UMN Crookston hosts two Fulbright scholars to nurture intercultural exchange
CROOKSTON, Minn. – The University of Minnesota Crookston is fast gaining international reputation. In addition to attracting students from all around the world, UMN Crookston is also attracting faculty from different countries to teach and conduct research at UMN Crookston.
The University of Minnesota Crookston recently hosted Kahirou Diakite, a teacher-researcher at the University of Science and Technology in Bamako, Mali, and Kennedy Nyongbela, a senior-lecturer of chemistry, University of Buea, Cameroon.
The two scholars received the prestigious Fulbright scholarships for a period of 5 and 10 months respectively.
The Fulbright program was established in 1946 under legislation introduced by Senator J. William Fulbright of Arkansas. The Fulbright Program is sponsored by the U.S. Department of State’s Bureau of Educational and Cultural Affairs.
“The essence of intercultural education is the acquisition of empathy - the ability to see the world as others see it, and allow for the possibility that others may see something we have failed to see, or may see it more accurately,” J. William Fulbright said in a statement. “The simple purpose of the (Fulbright) exchange program...is to erode the culturally rooted mistrust that sets nations against one another.”
In addition to her teaching, Diakite is an active member of her social and professional communities back in Mali. She is a member of the Network of Women University Teachers of Mali (REFEUMA) and the West African Chemistry Society (SOACHIM). Diakite works for the association for the defense of women’s rights, the main objective of which is to promote girls’ access to science. Her research interests align with her concerns.
Dyeing clothes is a small-scale industry in Mali and women make up the majority of the workforce in the industry. Large amounts of the dyes used in the industry are not adsorbed by clothes, enter into wastewater streams, and increase pollution.
At Crookston, she is studying the ability of certain natural minerals to absorb various dyes. She hopes to identify a mineral that absorbs many dyes under normal conditions. Her research, therefore, has potential to reduce pollution.
Diakite said the facilities at the Center for Collaborative Research enabled her to complete a major portion of her research project in a short time. She was greatly impressed with the amiability of the UMN Crookston community and beamed ‘everyone had a warm smile for her’. Associate Professor Venu Mukku, faculty host of the two scholars, says that is exactly what Senator Fulbright intended: promotion of good will via academic exchanges.

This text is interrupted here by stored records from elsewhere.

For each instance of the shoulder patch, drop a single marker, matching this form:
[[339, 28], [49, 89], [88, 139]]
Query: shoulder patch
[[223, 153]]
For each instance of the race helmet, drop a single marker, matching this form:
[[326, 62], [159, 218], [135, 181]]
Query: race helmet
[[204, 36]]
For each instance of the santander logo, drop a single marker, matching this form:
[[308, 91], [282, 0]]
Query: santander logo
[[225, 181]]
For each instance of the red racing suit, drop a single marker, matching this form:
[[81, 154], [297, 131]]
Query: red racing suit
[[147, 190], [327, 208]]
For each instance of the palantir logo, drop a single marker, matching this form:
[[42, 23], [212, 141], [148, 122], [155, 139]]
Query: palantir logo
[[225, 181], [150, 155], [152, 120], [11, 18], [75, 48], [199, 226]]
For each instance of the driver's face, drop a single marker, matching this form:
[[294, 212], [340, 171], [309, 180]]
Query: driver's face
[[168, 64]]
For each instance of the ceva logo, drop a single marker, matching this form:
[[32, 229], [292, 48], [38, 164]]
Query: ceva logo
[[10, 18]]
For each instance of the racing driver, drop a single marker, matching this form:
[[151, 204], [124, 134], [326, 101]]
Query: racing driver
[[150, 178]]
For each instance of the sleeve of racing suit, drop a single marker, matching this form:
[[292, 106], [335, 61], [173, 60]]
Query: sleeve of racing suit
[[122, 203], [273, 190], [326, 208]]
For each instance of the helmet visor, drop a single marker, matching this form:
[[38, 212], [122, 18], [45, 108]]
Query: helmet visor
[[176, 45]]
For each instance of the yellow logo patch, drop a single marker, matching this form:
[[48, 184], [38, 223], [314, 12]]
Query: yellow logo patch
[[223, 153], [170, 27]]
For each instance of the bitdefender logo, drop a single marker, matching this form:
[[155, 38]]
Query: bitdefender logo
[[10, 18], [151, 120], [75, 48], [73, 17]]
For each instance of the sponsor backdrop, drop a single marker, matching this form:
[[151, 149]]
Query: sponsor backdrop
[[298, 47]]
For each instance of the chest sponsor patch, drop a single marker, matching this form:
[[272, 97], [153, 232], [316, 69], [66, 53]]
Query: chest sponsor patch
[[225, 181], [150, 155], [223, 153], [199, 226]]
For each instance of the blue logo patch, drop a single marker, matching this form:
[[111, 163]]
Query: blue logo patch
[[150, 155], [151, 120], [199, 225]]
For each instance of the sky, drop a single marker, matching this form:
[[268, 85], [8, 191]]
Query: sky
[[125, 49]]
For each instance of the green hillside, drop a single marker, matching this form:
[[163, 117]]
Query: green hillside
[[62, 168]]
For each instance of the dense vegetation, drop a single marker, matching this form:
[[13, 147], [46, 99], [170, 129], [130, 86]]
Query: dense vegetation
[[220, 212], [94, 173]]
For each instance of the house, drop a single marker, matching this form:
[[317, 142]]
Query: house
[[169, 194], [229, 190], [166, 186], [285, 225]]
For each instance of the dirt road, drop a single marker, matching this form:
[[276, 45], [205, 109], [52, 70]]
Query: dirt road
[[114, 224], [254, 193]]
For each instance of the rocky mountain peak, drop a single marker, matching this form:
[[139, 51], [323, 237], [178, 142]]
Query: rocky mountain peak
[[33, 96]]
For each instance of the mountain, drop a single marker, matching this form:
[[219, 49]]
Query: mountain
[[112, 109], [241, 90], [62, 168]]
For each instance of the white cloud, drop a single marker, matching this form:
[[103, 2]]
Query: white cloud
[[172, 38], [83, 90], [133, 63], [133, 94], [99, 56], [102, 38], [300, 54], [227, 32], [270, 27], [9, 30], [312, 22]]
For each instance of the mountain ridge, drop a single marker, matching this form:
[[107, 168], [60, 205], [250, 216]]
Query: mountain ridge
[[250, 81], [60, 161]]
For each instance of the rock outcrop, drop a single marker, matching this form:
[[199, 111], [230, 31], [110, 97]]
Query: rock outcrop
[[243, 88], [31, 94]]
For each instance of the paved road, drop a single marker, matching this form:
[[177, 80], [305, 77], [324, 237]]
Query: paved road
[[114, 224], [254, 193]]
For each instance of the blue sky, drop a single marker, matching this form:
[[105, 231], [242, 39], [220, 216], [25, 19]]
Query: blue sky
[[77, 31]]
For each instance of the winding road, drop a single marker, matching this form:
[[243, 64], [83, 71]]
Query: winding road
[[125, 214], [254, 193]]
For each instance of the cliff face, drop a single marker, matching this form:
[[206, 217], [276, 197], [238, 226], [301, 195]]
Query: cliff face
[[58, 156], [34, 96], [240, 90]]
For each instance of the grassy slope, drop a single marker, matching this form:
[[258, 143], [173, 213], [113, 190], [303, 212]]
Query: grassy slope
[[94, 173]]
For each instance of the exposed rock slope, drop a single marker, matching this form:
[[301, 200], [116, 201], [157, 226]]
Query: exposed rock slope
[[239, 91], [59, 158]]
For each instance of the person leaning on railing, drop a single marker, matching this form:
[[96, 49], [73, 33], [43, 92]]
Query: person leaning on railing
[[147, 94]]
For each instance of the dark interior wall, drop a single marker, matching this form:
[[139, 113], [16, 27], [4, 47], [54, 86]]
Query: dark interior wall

Kennedy D. Nyongbela, another Fulbright Scholar at UMN Crookston, is a senior lecturer of chemistry and head of service for equipment, Materials and Maintenance at the University of Buea, Cameroon. He has taught organic and pharmaceutical chemistry courses at the University of Buea and other higher institutions in Cameroon for the past 10 years. Nyongbela has been awarded the US Fulbright Fellowship twice. First in 2014 – 2015 to carry-out research on some medicinal plants of Cameroon in the laboratory of Professor Thomas Hoye at the Twin Cities Campus and in 2019 he was awarded the Fulbright Scholar-in Residence (SIR) Fellowship to lecture and carry-out research at UMN Crookston.
Nyongbela has taught elementary bioorganic chemistry to agronomy, animal science and equine science majors in the fall semester. Moreover, he is teaching a new course titled chemistry in context in the spring semester. “My Fulbright SIR experience at UMC has furthered my belief that there is strength in diversity,” mentioned Nyongbela. During his ‘free’ time, he is working with 3-4 students to identify plant extracts that inhibit the activity of protein kinase A. Protein kinase A is one among many kinases that are implicated in carcinogenesis and Mukku and Nyongbela think under investigated plants may harbor potential treasure troves.
“The presence of our two Fulbright scholars has been a great experience for our students, faculty, and staff. Hearing their unique perspectives on life in Africa gives the UMN Crookston community new appreciation for international collaborations and opportunities,” said Anthony Kern, Unit Head for Agriculture, Natural Resources, Math, Science and Technology. “It also shows that science can serve as a wonderful bridge between nations to address many of the world’s pressing problems.”
The intercultural exchange made possible by the Fulbright program is something that is ever growing and is of utmost importance in today's social climate. Through this, as the founder said, communities learn to place themselves in others’ shoes and see the world through new perspectives.